Mercia Technologies PLC has quietly established itself as the place to go for cash for early stage businesses in the Midlands, the North and now Scotland.
Funds under management total £336million while the company’s own assets are worth £124million, including £65million of direct investments.
These are chunky amounts, especially for a business that shuns the start-up hot spots of London, Oxford and Cambridge.
Tech-focused: Mercia focuses on areas where other venture capital investors rarely tread
While there are many great businesses setting up in and around London, they are just too expensive to back, says Mark Payton, Mercia’s chief executive.
‘Entry prices are eye-watering compared to the Midlands, the North and Scotland.’
That is the nub for a business such as Mercia, as sale prices for any investment are set by what it is worth at time of exit not when it was bought.
This focus on areas where other venture capital investors rarely tread can give Mercia an immediate advantage, but it’s not just its geographical focus that marks it out.
The investment strategy is distinctly different from almost any other listed venture capital vehicle in the UK.
On the fund management side, the focus is on businesses right at the start of their journey.
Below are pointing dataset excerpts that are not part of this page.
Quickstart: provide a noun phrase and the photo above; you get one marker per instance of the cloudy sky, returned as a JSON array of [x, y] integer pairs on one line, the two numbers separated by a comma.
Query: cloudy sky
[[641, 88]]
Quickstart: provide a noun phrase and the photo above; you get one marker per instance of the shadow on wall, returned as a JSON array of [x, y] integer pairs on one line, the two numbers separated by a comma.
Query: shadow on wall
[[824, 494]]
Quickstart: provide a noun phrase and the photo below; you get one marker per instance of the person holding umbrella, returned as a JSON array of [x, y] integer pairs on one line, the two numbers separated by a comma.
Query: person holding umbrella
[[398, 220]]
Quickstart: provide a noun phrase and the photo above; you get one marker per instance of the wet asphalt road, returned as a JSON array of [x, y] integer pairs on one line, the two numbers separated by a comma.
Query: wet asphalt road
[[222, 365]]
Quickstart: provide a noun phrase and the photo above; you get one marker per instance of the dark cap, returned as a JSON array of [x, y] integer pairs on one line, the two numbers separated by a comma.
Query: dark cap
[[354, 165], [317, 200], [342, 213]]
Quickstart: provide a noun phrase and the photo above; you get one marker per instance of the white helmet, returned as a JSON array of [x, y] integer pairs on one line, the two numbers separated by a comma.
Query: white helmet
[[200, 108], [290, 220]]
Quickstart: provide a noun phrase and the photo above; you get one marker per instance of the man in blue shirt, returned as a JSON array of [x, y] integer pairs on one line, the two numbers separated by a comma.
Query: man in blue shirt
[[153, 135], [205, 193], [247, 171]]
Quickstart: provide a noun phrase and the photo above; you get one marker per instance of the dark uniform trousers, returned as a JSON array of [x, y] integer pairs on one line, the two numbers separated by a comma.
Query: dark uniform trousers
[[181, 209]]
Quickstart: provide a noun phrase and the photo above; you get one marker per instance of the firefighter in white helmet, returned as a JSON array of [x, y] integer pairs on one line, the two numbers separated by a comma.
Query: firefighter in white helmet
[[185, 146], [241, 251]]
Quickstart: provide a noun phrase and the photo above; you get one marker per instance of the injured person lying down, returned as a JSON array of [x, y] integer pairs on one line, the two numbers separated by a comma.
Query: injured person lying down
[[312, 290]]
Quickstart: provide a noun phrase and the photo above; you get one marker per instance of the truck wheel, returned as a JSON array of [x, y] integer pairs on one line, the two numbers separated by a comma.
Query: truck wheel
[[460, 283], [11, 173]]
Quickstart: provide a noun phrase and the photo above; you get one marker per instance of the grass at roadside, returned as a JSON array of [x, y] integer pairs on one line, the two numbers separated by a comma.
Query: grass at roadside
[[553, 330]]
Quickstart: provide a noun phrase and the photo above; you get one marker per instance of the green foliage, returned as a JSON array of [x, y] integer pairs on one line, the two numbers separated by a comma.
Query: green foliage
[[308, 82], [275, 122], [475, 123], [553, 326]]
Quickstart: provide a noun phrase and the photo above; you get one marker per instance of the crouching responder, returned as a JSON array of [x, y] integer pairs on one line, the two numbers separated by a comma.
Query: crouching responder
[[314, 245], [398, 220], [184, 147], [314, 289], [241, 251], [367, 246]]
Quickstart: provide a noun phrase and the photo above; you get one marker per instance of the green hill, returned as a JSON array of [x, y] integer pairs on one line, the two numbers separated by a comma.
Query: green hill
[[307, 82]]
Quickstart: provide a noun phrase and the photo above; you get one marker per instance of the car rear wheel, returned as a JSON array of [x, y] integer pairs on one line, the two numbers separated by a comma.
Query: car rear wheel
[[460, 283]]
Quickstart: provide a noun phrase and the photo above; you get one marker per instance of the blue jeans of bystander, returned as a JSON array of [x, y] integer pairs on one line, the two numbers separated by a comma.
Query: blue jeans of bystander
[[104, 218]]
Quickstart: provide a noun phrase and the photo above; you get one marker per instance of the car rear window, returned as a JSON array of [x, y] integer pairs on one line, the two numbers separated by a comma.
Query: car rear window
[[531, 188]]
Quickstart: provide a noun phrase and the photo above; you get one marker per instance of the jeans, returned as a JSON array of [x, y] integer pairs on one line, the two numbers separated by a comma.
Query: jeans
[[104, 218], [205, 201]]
As such, the casualty rate is high and between 40-50 per cent of the firms backed by its funds fail, says Payton.
To cope with this heavy attrition the funds it manages are by necessity very long-term vehicles with lives of between 10-14 years.
That is a long time to be locked in, too long even for many institutions while retail investors are excluded completely except through Mercia’s EIS funds.
For retail investors, though, there is always the option to invest in the parent company Mercia Technologies PLC.
One big plus of this is that often it has pre-emption rights over any cash calls undertaken by businesses where its funds have invested.
‘In effect, it means our funds are our proprietary deal flow,’ says Payton.
Or in other words, Mercia Technologies gets an extended due diligence period that can last months, even years, over the circa 300 businesses within the funds.
That gives an invaluable insight into how management and a business are performing and crucially when is the best time for the parent company to take a stake.
Relationships have also been established with nineteen UK universities in the Midlands North and Scotland. Those give access to products or technology the universities might want to commercialise.
Mercia also underlined its position in the regions when it was apportioned a large chunk (circa £108million) of the government’s initial allocations of the Northern Powerhouse Investment Fund and £23million of the equivalent equity element via the Midlands Engine Room Investment Fund.
Payton says people in the City are still surprised when he explains how large the business has become.
‘The City does not know that, for example, that we raised £200million in the last twelve months.’
Mercia invests in virtual reality games specialist companies
Mercia can also boast some big winners from its investments. Most famous is the Liverpool-based automation group Blue Prism.
An investment of £900,000 has turned into £70million with the fund concerned still owning 2.5 per cent of the £866million market cap group.
Allinea Software was sold to ARM for £18.1million or 21 times the original investment, while most recently Science Warehouse was bought by Advanced Business Software for £16.9million.
These were cash deals and that is another must when it comes to an exit. Mercia Tech PLC had meaningful stakes in both these businesses. In directly held portfolio currently, virtual reality games specialist nDreams is one to watch says Payton.
He foresees an explosion in content for VR once the next generation of headsets hits the market, a development expected to occur within months.
DNA-design group Oxford Genetics is another seeing rapid revenue growth while InTehnica has developed a bot traffic filter that helps to help allocate tickets for the Glastonbury festival among other things.
One intriguing aspect of the strategy is that if Mercia identifies an opportunity but can’t find a business that fits, it will build it itself.
‘It’s like a home bake. Get to understand a sector, hunt for the right people and tech and see if we can build it.
‘Don’t look for it overseas, the UK’s regions have more than enough to offer.’
At 37.5p, Mercia is valued at £113million or a 9 per cent discount to assets, which looks a low risk way into some very exciting tech.